Comment cela fonctionne ?
Les élèves se préparent au passage des ceintures grâce à des parcours d’apprentissages différenciés. Le jour J, je récupère les livrets individuels que je corrige le plus rapidement possible puisque, selon les études des neurosciences, pour être efficace, la rétroaction doit être immédiate. Malheureusement, en collège, ce n’est pas toujours facile de donner un feedback immédiatement mais je m’efforce de leur rendre l’heure suivante et je dédie donc une heure de remédiation suite aux passages de ceintures.
Cette année, je ne fais plus aucun commentaire écrit sur leurs productions. Ils ont, visuellement, leur compteur de réussite, découvert grâce à Marie Soulié et Sébastien Franc, ce qui leur permet en un coup d’œil de voir quelle(s) compétence(s) est/sont acquise(s), par exemple si la compétence travaillée en expression écrite est acquise, le compteur sera élevé.
Les élèves retrouvent mon appréciation orale derrière le QR code généré avec l’application Qwiqr. Ils travaillent alors en complète autonomie. Je leur rends les documents et dans un premier temps, ils prennent un Ipad et des écouteurs, scannent leur QR code Qwiqr et écoutent mon appréciation.

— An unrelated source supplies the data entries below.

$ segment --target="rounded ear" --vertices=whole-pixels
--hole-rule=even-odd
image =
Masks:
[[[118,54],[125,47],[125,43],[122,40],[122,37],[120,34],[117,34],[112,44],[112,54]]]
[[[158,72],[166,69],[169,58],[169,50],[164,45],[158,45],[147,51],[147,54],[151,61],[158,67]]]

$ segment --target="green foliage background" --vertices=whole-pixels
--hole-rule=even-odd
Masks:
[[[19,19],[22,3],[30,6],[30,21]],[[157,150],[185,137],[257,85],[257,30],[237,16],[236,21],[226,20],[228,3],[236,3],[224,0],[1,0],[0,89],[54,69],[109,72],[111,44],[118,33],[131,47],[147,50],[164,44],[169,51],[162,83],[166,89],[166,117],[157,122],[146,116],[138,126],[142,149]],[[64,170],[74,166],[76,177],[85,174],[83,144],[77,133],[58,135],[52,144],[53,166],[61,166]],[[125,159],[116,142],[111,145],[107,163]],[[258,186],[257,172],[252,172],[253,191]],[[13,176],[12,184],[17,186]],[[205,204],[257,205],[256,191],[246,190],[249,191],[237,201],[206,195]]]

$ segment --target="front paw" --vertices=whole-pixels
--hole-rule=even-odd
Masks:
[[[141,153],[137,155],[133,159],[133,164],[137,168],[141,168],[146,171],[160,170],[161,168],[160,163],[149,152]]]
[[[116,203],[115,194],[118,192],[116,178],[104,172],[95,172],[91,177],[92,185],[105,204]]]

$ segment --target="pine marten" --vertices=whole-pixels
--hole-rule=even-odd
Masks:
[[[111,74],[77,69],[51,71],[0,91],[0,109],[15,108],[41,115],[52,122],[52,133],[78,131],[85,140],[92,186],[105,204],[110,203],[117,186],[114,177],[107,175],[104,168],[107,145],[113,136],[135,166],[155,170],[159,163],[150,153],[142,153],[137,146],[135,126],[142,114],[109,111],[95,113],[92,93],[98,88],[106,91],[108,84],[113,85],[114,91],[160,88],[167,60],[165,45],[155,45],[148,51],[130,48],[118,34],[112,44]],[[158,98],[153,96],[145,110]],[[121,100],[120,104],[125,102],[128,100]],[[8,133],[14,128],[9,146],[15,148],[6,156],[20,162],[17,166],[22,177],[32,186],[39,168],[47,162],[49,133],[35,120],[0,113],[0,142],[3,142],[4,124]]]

Beaucoup d’entre eux prennent des notes, car par la suite ils devront s’engager sur un parcours de remédiation adapté à leurs besoins.
En effet, dans la rétroaction que je leur fais, j’inclus deux étapes : je souligne d’abord les points positifs et les compétences acquises et j’articule le deuxième temps du feedback autour des points à travailler en leur donnant des consignes pour choisir le parcours de remédiation qui correspondra le mieux à leurs besoins, qui leur permettra de travailler les points sur lesquels des difficultés ont été rencontrées afin de pouvoir s’autocorriger.
Après avoir pris connaissance de mon appréciation, les élèves s’engagent sur un parcours de remédiation. C’est le deuxième temps fort de la séance et c’est grâce aux outils numériques que j’ai pu construire cette étape. En corrigeant leurs ceintures, je dresse une liste de points à travailler communs à tous mes élèves mais aussi une liste plus individualisée au regard de leur production personnelle. C’est grâce à ces éléments que je vais élaborer mes activités des parcours de remédiation. Je créé les exercices avec Educaplay, c’est une application en ligne gratuite qui offre un certain nombre de possibilités dans la création d’activités (quiz/ éléments à relier/ textes à compléter…) et il y a une option « défi » qui permet de mettre cette activité en ligne et de créer un lien à partager. Cette option « défi » permet aussi à l’enseignant d’avoir un retour en direct sur les résultats des élèves et de voir qui est toujours en difficulté, j’ai donc gagné en efficacité. Je signale qu’avec les élèves, pour tenter de répondre aux exigences du RGPD, nous nous sommes mis d’accord sur les surnoms qu’ils utilisent dans cette application, par exemple Louise sera Pablo P et l’enseignant constatera que Pablo P a réussi les exercices de remédiation sur l’accentuation à 70% en 1 minute 19.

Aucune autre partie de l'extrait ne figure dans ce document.